Umut ve endişenin iç içe olduğu bir dönemde yaşıyoruz.
Yaşadığımız ana damgasını vuran umut-endişe çatışkı hali; Türkiye’nin temel sorununun yani demografik özgürlük sorununun olmayışının bugün en açık anlatımı olan Kürt meselesinin, çözülmesi gereken bir sorun olarak kendisini zorunluluk olarak dayatması halidir.
Kürt sorunu bir yanıyla İran, Irak, Suriye ve Türkiye ortak(!) sorunuyken, diğer yanıyla da aynı zamanda yukarıda adı geçen bu ülkelerin her birinin tek tek sorunudur da.
Dolayısıyla bölgesel bir sorundur, Kürt sorunudur, bunun da ötesinde Kürdistan sorunudur. Ve bu yanıyla; kendisine yönelik olarak mahrum edilmiş demografik özgürlüğünü edinme mücadelesini verirken, Kürdistan sorunu olarak da; coğrafyasının demografik farklılıklarının özgürlüğü teminatı altında kendisini yaşayabileceği yarınını bu günden kurması kurgulaması hali de ona ödev olarak öne çıkma haliyle iç içe olacağıdır.
Kürt meselesi ya da daha soyut ifade ile bir devlet; ulusal sorun problemini yaşıyor durumda ise ve nihai olarak da, bu sorun çözülme zorunluluğu içerisen girmişse, özünde o ülke siyasi sınırları içerisinde en geniş anlamıyla özgürlükler ve demokratikleşme sorunları var demektir.

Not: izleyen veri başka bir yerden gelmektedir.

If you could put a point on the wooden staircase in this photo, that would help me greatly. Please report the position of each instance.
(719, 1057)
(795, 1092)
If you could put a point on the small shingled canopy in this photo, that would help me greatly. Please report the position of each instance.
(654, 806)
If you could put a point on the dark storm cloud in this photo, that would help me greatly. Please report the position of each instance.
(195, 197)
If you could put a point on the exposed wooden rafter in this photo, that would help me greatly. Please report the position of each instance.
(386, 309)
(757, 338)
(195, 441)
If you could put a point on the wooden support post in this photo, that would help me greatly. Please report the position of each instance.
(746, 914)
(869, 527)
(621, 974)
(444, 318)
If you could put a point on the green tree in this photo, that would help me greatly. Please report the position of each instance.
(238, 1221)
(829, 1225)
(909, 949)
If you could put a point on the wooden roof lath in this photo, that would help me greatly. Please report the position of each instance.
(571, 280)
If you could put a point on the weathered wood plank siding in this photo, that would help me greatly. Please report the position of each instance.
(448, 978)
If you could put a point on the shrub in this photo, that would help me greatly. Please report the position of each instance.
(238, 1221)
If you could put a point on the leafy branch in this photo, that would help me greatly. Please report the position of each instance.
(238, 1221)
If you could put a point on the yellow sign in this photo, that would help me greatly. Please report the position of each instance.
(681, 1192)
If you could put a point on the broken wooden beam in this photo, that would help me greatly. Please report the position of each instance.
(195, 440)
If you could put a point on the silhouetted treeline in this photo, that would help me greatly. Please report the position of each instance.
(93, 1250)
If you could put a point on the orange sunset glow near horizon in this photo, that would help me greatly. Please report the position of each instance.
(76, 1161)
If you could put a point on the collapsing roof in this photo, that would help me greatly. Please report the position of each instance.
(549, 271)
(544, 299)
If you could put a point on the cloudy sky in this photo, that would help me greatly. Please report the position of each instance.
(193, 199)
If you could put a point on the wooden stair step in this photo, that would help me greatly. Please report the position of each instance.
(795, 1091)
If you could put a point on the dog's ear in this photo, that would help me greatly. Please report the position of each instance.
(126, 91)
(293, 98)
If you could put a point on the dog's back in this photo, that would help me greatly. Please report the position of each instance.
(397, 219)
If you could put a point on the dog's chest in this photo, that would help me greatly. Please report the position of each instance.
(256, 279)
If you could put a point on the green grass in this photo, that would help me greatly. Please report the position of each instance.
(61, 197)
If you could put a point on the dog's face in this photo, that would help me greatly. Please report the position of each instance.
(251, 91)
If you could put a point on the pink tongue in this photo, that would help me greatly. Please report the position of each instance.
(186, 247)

Sorunu, sadece bir yanından tutup çözmenin mümkünatı olamayacağı için; bir devletin tanımlanan sınırları içerisinde demokratikleşme sorunsalını çözmeden, kendisinde olan demografik sorunları çözebilme şansı yoktur.
Erdoğan şahsında bu hükümetin terör sorununu çözeceğim demesi, PKK sorununu çözeceğim demesi olmaktadır. PKK’da Kürt sorununun sonucu olduğuna göre, PKK’yı çözmesi/gereksizleştirmesi de ancak Kürt sorununu çözmekle mümkün olacağı gerçeğidir. Kürt sorunu da TC devletinin demokratikleştirilmesi olmadan çözüme kavuşma imkanlarına sahip olamayacağından dolayı da:
Birlikte yaşama üst başlığı altında Kürt sorununun çözümünün tek anahtarı TC’nin her alanda demokratikleştirilmesi mecburiyetliliğidir. Kendisini bu bağlam üzerinden sorumlulandırmayan bir devlet politikası peşinen şunu der konumunda olacaktır:
Türkiye Kürdistan’ı kendi devletini kursun, biz TC’nin kalan toprakları üzerinde yasanın, hukukun ve adaletin, var olan icrası haliyle yaşantımıza devam edeceğiz.
Bu da; milli güvenlik siyasetinin, Türkiye Kürtlerle büyür paradigmasıyla örtüşmediği için, kurulmaya çalışılan bu paradigmanın tek ayaklı yürüyemez halinden çıkarılmasının anlatımı olan ‘Türkiye’nin büyüyebilmesi, onun demokratikleşmeyi en geniş haliyle hayata egemen edilmesinden geçer’ paradigmasıyla ayaklarını sağlam bir şekilde yere basmasıyla mümkündür.
Çözüm sürecinin mümkünatı olmadığı halde tek aktörü olmak isteyen Erdoğan; Kürt sorununu imha ve inkar dışında tam olmasa bile nereye kadar çözme bakış açısına sahip olsa bile; karşısına demokrasi ve özgürlük sorunu mutlak anlamda çıkacaktır.
Dolayısıyla, burada esas mesele; Türkiye’nin demokratikleştirilmesidir, özgürleştirilmesidir.
Olgu bu bağlamda ele alındığı zaman, Türkiye devleti A’dan Z’ye kadar kendini yenileme ve yeniden üretme imkanlarına sahip olacaktır.
Bunun dışında izlenecek yolda; var olan handikaplarından dolayı sürecin akamete uğramasının olasılığı hep yüksek olacaktır. Ve sürece pusu atmak daha kolay olacaktır.